O Conselho Municipal da Comunidade Negra, comitê voluntário criado em 2003 pela Secretaria Municipal de Cultura, também foi procurado pela denunciante, que diz não ter tido sucesso novamente.
“Isso chateia demais. É uma violência tamanha que ocorre diariamente, mas quando você quer recorrer a instituições que podem denunciar, eles não fazem nada”, desabafa.
Com a falta de apoio, a produtora conta que se sentiu impotente com a situação. Para ela, é preciso ter representação real em comissões relacionadas à comunidade negra.
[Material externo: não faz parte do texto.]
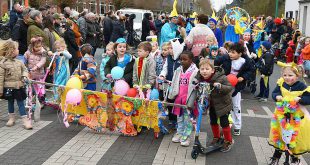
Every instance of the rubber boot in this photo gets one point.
(11, 121)
(26, 122)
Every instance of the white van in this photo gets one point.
(139, 17)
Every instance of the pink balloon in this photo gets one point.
(74, 97)
(121, 87)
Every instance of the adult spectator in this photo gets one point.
(108, 27)
(145, 26)
(118, 29)
(198, 37)
(35, 28)
(81, 22)
(50, 31)
(52, 10)
(15, 13)
(19, 32)
(92, 31)
(169, 30)
(217, 31)
(159, 22)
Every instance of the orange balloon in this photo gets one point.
(232, 79)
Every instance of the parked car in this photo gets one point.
(139, 17)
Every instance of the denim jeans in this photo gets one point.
(20, 104)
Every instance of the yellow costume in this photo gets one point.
(290, 126)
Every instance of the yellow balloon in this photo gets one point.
(75, 82)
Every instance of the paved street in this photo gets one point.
(51, 143)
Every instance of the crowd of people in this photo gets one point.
(69, 42)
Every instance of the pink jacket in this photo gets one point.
(36, 59)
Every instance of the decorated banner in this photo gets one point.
(101, 111)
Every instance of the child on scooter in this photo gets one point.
(183, 93)
(220, 101)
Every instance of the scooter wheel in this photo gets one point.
(194, 154)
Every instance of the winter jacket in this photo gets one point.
(197, 38)
(265, 63)
(19, 34)
(247, 71)
(306, 53)
(71, 45)
(51, 38)
(169, 67)
(118, 30)
(219, 36)
(81, 22)
(168, 32)
(146, 27)
(91, 29)
(220, 99)
(175, 85)
(36, 59)
(107, 26)
(148, 73)
(297, 86)
(128, 71)
(14, 15)
(12, 72)
(35, 30)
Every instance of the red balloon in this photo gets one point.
(232, 79)
(132, 92)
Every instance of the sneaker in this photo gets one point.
(274, 161)
(262, 100)
(227, 146)
(237, 132)
(176, 138)
(214, 141)
(186, 142)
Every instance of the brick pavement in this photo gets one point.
(86, 147)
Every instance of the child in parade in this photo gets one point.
(13, 74)
(220, 101)
(167, 73)
(182, 91)
(144, 74)
(265, 67)
(106, 86)
(35, 58)
(162, 58)
(155, 50)
(243, 67)
(290, 52)
(122, 59)
(290, 118)
(62, 70)
(306, 57)
(87, 68)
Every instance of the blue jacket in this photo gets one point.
(298, 86)
(247, 71)
(172, 66)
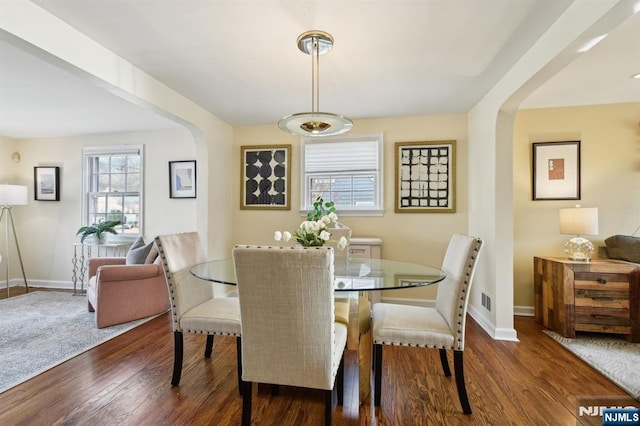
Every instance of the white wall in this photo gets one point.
(47, 228)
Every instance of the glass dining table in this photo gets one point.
(354, 279)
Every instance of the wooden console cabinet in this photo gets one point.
(598, 296)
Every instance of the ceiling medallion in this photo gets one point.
(315, 123)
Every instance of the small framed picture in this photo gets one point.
(425, 177)
(46, 183)
(182, 179)
(556, 170)
(264, 177)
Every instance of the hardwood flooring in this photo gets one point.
(125, 381)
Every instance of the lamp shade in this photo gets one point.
(13, 195)
(579, 221)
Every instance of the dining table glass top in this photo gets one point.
(351, 274)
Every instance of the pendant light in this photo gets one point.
(315, 123)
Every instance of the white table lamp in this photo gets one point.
(579, 221)
(12, 195)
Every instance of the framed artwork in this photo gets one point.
(46, 183)
(182, 179)
(425, 177)
(264, 177)
(556, 170)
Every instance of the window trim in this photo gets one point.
(92, 151)
(378, 210)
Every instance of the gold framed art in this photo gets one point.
(264, 180)
(425, 178)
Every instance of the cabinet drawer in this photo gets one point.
(602, 319)
(601, 280)
(360, 251)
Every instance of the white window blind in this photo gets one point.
(347, 171)
(341, 156)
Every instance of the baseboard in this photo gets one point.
(60, 285)
(523, 311)
(507, 334)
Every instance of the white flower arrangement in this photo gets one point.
(314, 231)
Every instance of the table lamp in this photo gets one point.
(579, 221)
(12, 195)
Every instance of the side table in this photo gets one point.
(80, 260)
(598, 296)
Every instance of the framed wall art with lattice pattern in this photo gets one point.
(425, 177)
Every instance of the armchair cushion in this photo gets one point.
(138, 252)
(121, 293)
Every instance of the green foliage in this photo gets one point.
(320, 208)
(98, 229)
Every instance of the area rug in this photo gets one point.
(43, 329)
(614, 357)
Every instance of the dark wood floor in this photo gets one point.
(125, 381)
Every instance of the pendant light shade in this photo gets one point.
(315, 123)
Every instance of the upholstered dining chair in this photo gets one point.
(194, 305)
(289, 334)
(441, 327)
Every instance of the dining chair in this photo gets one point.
(194, 305)
(289, 334)
(441, 327)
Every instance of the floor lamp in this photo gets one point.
(12, 195)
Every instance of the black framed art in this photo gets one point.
(556, 170)
(264, 177)
(46, 183)
(182, 179)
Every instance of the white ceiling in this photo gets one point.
(239, 60)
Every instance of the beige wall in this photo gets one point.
(47, 229)
(610, 158)
(419, 237)
(8, 168)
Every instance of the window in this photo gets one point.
(347, 171)
(112, 187)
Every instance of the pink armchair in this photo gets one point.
(121, 293)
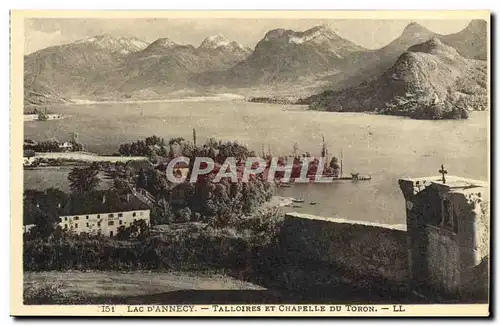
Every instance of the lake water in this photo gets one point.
(386, 147)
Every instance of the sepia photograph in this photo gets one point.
(250, 163)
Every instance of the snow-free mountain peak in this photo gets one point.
(414, 29)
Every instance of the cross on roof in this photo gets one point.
(443, 172)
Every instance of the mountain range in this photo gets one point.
(430, 80)
(108, 67)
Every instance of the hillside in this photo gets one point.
(430, 80)
(284, 63)
(471, 43)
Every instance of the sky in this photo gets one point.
(44, 32)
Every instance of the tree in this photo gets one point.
(84, 180)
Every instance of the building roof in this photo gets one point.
(103, 202)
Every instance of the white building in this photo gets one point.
(101, 215)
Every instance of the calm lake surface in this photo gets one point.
(386, 147)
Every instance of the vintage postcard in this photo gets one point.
(251, 163)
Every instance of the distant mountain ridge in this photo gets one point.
(430, 80)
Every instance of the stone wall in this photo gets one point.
(366, 254)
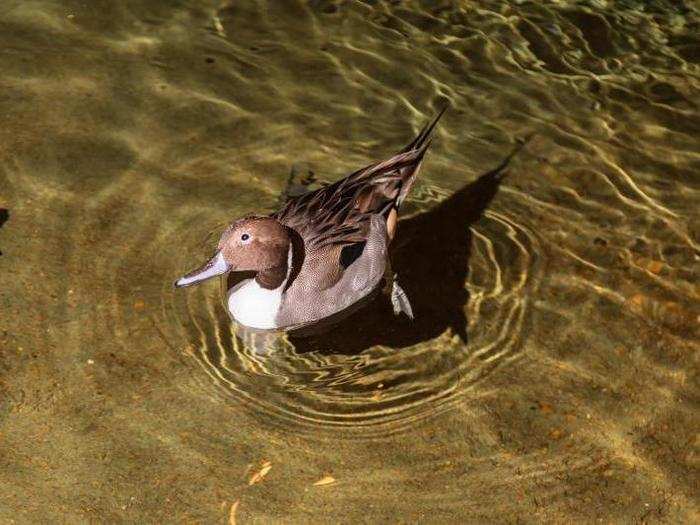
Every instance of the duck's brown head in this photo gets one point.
(255, 244)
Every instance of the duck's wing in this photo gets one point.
(339, 214)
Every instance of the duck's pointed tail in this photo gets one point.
(422, 141)
(416, 151)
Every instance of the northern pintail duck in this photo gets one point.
(322, 252)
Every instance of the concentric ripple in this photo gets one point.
(380, 390)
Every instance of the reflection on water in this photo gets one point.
(551, 371)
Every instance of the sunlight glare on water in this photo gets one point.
(550, 374)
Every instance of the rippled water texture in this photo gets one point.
(551, 374)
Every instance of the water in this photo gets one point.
(551, 372)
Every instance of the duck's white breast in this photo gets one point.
(254, 306)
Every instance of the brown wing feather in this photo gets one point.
(339, 213)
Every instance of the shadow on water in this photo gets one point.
(4, 217)
(430, 256)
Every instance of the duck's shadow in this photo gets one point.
(430, 256)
“Eu sempre vou nas escolas para falar sobre isso, para ensinar as crianças sobre a nossa comunidade, sobre autoestima com as meninas pretas. Isso é uma ofensa direta a nós, tudo que ela usou na fantasia simboliza a mulher negra. Nossos traços, nosso cabelo, até as miçangas ali representam nossa forma de se vestir. Isso é errado, é racismo puro”, completou.
A reportagem procurou Sharon Portes, mas a mulher não se manifestou até a publicação deste texto.
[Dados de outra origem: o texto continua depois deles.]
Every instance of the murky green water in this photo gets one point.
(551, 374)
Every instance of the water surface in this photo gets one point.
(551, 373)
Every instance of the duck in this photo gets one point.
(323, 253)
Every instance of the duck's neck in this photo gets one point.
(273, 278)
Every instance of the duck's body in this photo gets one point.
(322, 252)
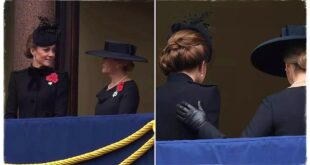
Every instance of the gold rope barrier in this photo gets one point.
(107, 149)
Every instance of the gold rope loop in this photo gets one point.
(107, 149)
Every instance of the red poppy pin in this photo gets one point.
(52, 78)
(119, 88)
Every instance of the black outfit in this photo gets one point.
(30, 94)
(180, 87)
(281, 114)
(125, 102)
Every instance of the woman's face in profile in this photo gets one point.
(44, 56)
(110, 66)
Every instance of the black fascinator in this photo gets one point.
(196, 23)
(46, 33)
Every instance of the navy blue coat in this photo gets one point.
(30, 94)
(125, 102)
(280, 114)
(180, 87)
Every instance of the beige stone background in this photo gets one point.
(237, 28)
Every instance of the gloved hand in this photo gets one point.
(191, 116)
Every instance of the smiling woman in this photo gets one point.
(121, 95)
(39, 90)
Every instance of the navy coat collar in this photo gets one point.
(179, 77)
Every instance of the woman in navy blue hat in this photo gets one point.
(184, 61)
(121, 95)
(39, 90)
(280, 114)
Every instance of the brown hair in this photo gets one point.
(185, 49)
(29, 45)
(297, 55)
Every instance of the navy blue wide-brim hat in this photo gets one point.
(268, 57)
(118, 50)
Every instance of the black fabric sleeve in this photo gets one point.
(12, 103)
(129, 102)
(208, 131)
(261, 124)
(212, 109)
(61, 103)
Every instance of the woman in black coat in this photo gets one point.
(121, 95)
(38, 91)
(281, 114)
(184, 60)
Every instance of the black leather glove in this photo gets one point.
(191, 116)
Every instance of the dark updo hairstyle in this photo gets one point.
(186, 49)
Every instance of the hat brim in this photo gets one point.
(114, 55)
(268, 57)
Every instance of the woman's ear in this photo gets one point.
(203, 67)
(32, 51)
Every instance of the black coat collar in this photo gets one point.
(42, 71)
(179, 77)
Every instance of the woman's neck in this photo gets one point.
(35, 64)
(299, 80)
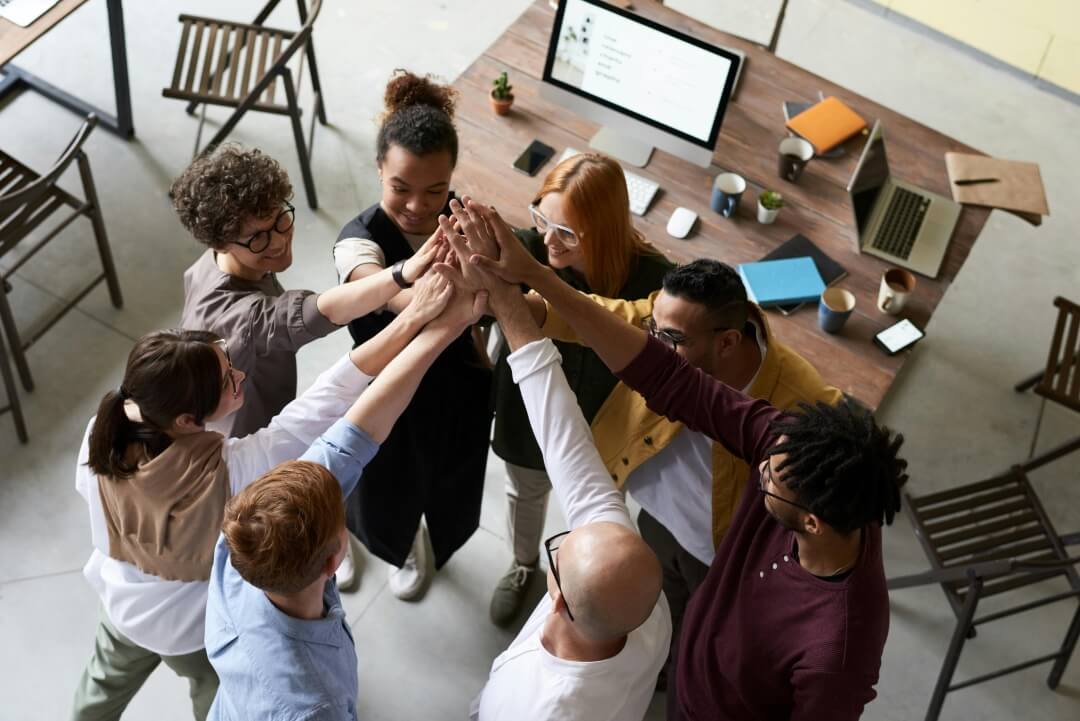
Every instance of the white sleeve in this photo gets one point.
(352, 252)
(299, 423)
(578, 476)
(85, 483)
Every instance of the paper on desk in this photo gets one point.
(1018, 188)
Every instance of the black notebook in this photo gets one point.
(799, 246)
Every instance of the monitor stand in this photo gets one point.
(628, 149)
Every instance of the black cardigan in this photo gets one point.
(434, 459)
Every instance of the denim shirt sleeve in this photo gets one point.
(343, 450)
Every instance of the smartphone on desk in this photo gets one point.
(899, 337)
(534, 158)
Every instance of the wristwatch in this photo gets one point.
(399, 275)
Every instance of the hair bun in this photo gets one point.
(406, 89)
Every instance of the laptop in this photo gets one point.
(895, 220)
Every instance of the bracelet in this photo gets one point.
(399, 276)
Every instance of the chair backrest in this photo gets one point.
(301, 37)
(1061, 381)
(27, 194)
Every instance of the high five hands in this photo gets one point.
(485, 254)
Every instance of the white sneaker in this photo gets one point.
(409, 582)
(348, 573)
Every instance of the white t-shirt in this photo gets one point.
(167, 616)
(675, 486)
(526, 681)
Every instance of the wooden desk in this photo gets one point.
(14, 39)
(818, 206)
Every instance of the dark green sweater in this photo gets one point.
(585, 372)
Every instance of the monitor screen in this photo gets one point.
(637, 67)
(868, 178)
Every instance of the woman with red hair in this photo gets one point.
(583, 230)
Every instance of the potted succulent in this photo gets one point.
(501, 95)
(768, 206)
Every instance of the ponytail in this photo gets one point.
(169, 373)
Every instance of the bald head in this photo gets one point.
(610, 580)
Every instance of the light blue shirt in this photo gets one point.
(271, 665)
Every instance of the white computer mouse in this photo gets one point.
(682, 222)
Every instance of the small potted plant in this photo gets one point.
(501, 95)
(768, 206)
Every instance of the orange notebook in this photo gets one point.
(826, 124)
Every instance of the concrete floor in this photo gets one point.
(426, 661)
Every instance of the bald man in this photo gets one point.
(594, 644)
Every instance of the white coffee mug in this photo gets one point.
(896, 287)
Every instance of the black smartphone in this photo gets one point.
(534, 158)
(899, 337)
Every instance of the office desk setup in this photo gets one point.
(818, 205)
(14, 39)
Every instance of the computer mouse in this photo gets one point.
(682, 222)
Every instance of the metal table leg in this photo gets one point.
(15, 79)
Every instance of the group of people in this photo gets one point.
(224, 507)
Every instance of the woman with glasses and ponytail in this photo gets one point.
(157, 480)
(582, 229)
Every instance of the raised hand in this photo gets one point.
(513, 262)
(430, 297)
(433, 250)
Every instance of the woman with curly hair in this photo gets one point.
(432, 464)
(237, 201)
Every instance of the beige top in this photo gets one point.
(166, 517)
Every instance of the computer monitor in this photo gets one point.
(648, 84)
Correios lamentou o caso de blackface
Em nota enviada à Alma Preta, a unidade bauruense dos Correios lamentou o ocorrido e destacou que o caso ocorreu fora dos ambientes e do expediente da empresa, o que “não reflete o comprometimento e a integridade de seus mais de 86 mil empregados e empregadas”.
“Os Correios repudiam quaisquer comportamentos dissociados de seus valores. Nesse sentido, a empresa tem uma Política Corporativa de Diversidade aprovada em 2024 sendo aplicada em todas as suas estações de trabalho, com compromissos muito objetivos de enfrentamento ao racismo. […] Entre as iniciativas previstas na cooperação está a divulgação interna da Política e do Sistema Nacional de Promoção da Igualdade Racial (SINAPIR), além da inclusão de empregados e empregadas da estatal em cursos de formação para o enfrentamento ao racismo, em parceria com o Ministério”, diz trecho da nota.
O Conselho de Igualdade Racial, também em nota, informou que só foi oficialmente notificado sobre o caso após o contato da reportagem. A Secretaria das Comissões da entidade advertiu que a recepção de qualquer tipo de denúncia deve ser feita via protocolo físico ou eletrônico, onde o denunciante deve solicitar o parecer ou apoio da comissão que deseja.
“Salientamos que a prática de blackface está profundamente enraizada em um passado de discriminação racial e é inegavelmente ofensiva, independentemente das intenções envolvidas. […] Nesse sentido, reiteramos o compromisso da OAB Bauru com a promoção da igualdade racial e o respeito aos direitos fundamentais, enfatizando que o episódio deve ser tratado com a seriedade que o tema exige. Todos os atos suspeitos de racismo ou preconceito devem ser investigados, garantindo que as medidas cabíveis sejam tomadas conforme o devido processo legal”, diz trecho do comunicado da Comissão.
O parecer do Conselho Municipal da Comunidade Negra de Bauru informou que a denúncia foi recebida em um domingo e encaminhada para a pauta na reunião extraordinária do dia seguinte.
“Na 13ª reunião extraordinária do CMCN, decidimos organizar uma orientação em nossa rede social para que qualquer cidadão consiga realizar a denúncia a qualquer hora. Estamos organizando o referido material (um breve passo a passo), assim também orientando para o Disk 100. Compreendemos também a importância do letramento racial que estamos desenvolvendo junto às instituições especialmente escolas, pois acreditamos que grande parte das atitudes racistas advém da falta de uma educação antirracista ou a existência de prátias racistas na educação. Por isso nossa gestão tem se dedicado à educação antirracista como nunca houve anteriormente, acredito até por falta desse entendimento por parte de gestões anteriores”, expressou Sebastiana de Fátima Gomes, presidente do conselho, em nota para a reportagem.